Pesquisador lança livro sobre a formação dos professores indígenas Suruí
Os Suruí tem seu território entre os estados de Rondônia e Mato Grosso e o livro trata do trabalho dos professores indígenas e não-indígenas que habitam o município de Cacoal (RO)
Crédito: Divulgação
Por: Gabriel Murga / Lupa do Bem – Favela em Pauta
Mirivan Carneiro Rios, professor e pesquisador da cidade de Cacoal, em Rondônia, lançou recentemente o livro “A formação dos professores indígenas Suruí”, pela editora Dialética. Na obra, o professor e pesquisador aborda as questões e desafios que atravessam a formação dos professores desta etnia indígena.
Os Suruí tem seu território entre os estados de Rondônia e Mato Grosso e o livro trata dos professores que habitam o município de Cacoal, na Terra Indígena Sete de Setembro.
“A obra trata da imposição de modelos pedagógicos que, muito embora destinados a uma formação de professores, não consideram as diferentes realidades e necessidades das comunidades indígenas”, afirmou Mirivan ao jornalista Júlio Olivar do Portal Amazônia.
Lupa do Bem – Quais os principais desafios na formação dos professores da etnia Suruí?
Um dos maiores desafios a ser enfrentado foi o logístico; os professores tinham de se deslocar de suas aldeias, duas vezes por ano, e percorrer quase 500 km para chegar à capital do Estado – Porto Velho -, a fim de participarem do processo de formação didático-pedagógica. Além desta questão, o afastamento em relação aos familiares, e espaços físicos de hospedagem, em hotéis, que geram surtos gripais. Estes surtos originavam-se da exposição ao ar condicionado dos ambientes.
Lupa do Bem: Em Cacoal, como funciona a dinâmica da educação na rede pública de ensino entre os professores e alunos Suruí?
Nesta rede, todas as aldeias têm uma escola indígena que conta com as presenças de um professor branco e um indígena. No entanto, a figura do professor branco nas aldeias é de coadjuvante no processo de ensino-aprendizagem, cabendo ao professor indígena o papel de protagonista neste processo, em função do ensino em língua materna.
Ao comparar-se o processo educacional nas escolas indígenas do início até à atualidade, verificam-se avanços, haja vista que as metodologias aplicadas pelo professor branco, fruto de sua experiência, foram substituídas pelos métodos próprios dos professores indígenas, focalizados no atendimento às necessidades de suas comunidades.

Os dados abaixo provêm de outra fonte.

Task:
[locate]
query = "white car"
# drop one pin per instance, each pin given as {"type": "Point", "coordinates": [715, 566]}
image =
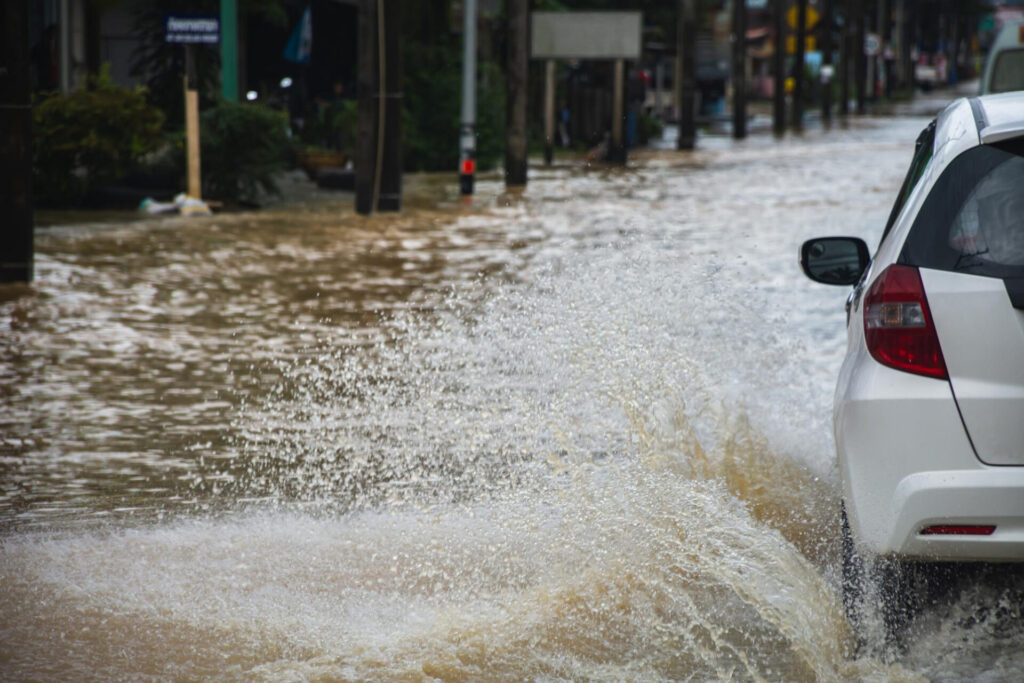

Lupa do Bem: Como a relação entre as culturas e costumes tradicionais da etnia são desenvolvidas na prática pedagógica?
Eis aqui uma pergunta que sempre é feita; esta relação, entre a cultura e costumes tradicionais, é trabalhada no cotidiano do professor de forma espontânea; parte-se da revitalização, junto aos professores, da importância de se manterem vivos os costumes e tradições de sua etnia. O principal instrumento para que isso ocorra é a valorização da língua própria, ou seja, alfabetizar a criança na língua materna e, posteriormente, na língua portuguesa.
Os professores indígenas Suruí desenvolveram e desenvolvem materiais de alfabetização em língua materna (cartilhas e livros) que, ao longo do processo do ensino foram e são aprimorados, de acordo com os processos de sua formação. Hoje, observa-se que dentro das escolas indígenas Suruí, os professores são partícipes e atuantes, destacados nos cenários estadual e nacional; atores que, desde a primeira formação ofertada pela Secretaria de Estado da Educação de Rondônia – Projeto Açaí -, deram continuidade aos estudos e são mestres em Educação Intercultural.
Como aproximar as práticas tradicionais dos Suruí às dinâmicas em aula e o contrário, como trazer as tradições para o desenvolvimento pedagógico?
As práticas tradicionais dos Suruí sempre estarão presentes na dinâmica da sala de aula, uma vez que a escola está totalmente integrada à comunidade, e com se fosse uma extensão da casa do aluno. Uma das primeiras diferenças que temos é que as escolas indígenas não possuem muros para separá-la das demais casas da comunidade, ou seja, a qualquer momento pode ter-se a presença de um membro da comunidade na sala de aula. Os velhos são sempre convidados a participar na sala de aula, trazendo o conhecimento tradicional para as aulas, o que permite uma integração do conhecimento tradicional à prática pedagógica dos professores.